Well, the casualties the Taliban have suffered have at least given them reason to stop fighting for now:
In Afghanistan, the Taliban have called a halt to their Summer Offensive. They pitch this as a "pause" while they wait for people to starve (a drought in the south has halved the wheat harvest there, putting over two million people at risk of starvation) and for the Hizbollah attack on Israel to get Afghans suitably enraged. At that point, the Taliban will call upon the 300,000 men who used to serve in their army and police force, to lead the population in a national uprising. This will bring the government down, and the Taliban back to power. That's the Taliban explanation for their timeout.
Few friends in Afghanistan. Few successes against the Coalition or government. And fewer gunmen to go on suicidal attacks on government and Coalition forces.
The Taliban pause is significant considering they were going all out to hit the new NATO forces and discourage NATO countries from fighting in Afghanistan. Instead, the Taliban got a bit discouraged.
So killing the enemy does have a good effect. A third of them dead got them to pause. At some level, it will get them to give up entirely. Or we just shoot for 100% dead, I suppose. That erases that problem of whether to give them attorneys and culturally sensitive meals.

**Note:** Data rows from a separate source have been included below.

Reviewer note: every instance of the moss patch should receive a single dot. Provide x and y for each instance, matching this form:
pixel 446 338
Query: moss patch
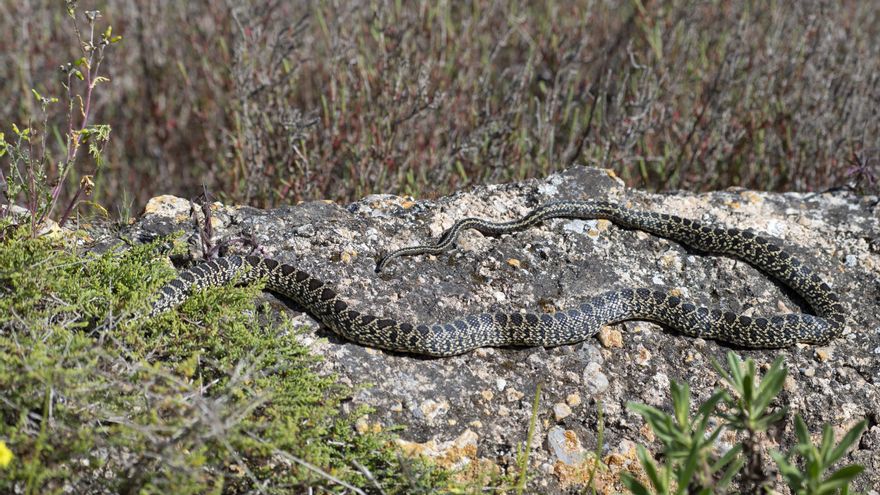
pixel 201 400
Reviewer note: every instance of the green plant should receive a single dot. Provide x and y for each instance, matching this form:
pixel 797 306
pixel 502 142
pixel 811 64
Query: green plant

Oh, and note that the Strategypage post that notes the discouraged Taliban is separated by the prior Strategypage post noted in my linked post by about three weeks. It is often difficult to see and appreciate the difficulties of our enemies. They don't advertise their problems. Our difficulties in contrast are easy to see. So we can think we are failing to win even as we kill the enemy is lopsided battles. Yet now the Taliban are clearly discouraged.
Pursue the enemy. Kill them. That is always discouraging.